Let \( F(x)=f\left(x^{5}\right) \) and \( G(x)=(f(x))^{5} \) You also know that \( a^{4}=7, f(a)=3, f^{\prime}(a)=6, f^{\prime}\left(a^{5}\right)=8 \) Then \( F^{\prime}(a)=\square \) and \( G^{\prime}(a)= \)
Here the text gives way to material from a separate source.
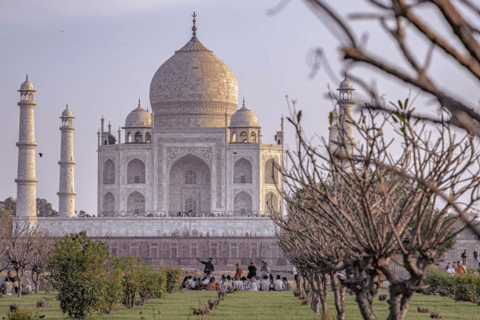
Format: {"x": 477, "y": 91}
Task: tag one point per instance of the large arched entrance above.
{"x": 189, "y": 185}
{"x": 242, "y": 204}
To find \( F^{\prime}(a) \), we use the chain rule on \( F(x) = f(x^5) \): \[ F^{\prime}(x) = f^{\prime}(x^5) \cdot \frac{d}{dx}(x^5) = f^{\prime}(x^5) \cdot 5x^4. \] Now, substituting \( x = a \): \[ F^{\prime}(a) = f^{\prime}(a^5) \cdot 5a^4. \] Given \( a^4 = 7 \), \( f^{\prime}(a^5) = 8 \): \[ F^{\prime}(a) = 8 \cdot 5 \cdot 7 = 280. \] For \( G^{\prime}(a) \), we apply the chain and product rules on \( G(x) = (f(x))^5 \): \[ G^{\prime}(x) = 5(f(x))^4 \cdot f^{\prime}(x). \] Substituting \( x = a \): \[ G^{\prime}(a) = 5(f(a))^4 \cdot f^{\prime}(a). \] Given \( f(a) = 3 \) and \( f^{\prime}(a) = 6 \): \[ G^{\prime}(a) = 5(3)^4 \cdot 6 = 5 \cdot 81 \cdot 6 = 2430. \] So, \( F^{\prime}(a) = 280 \) and \( G^{\prime}(a) = 2430 \).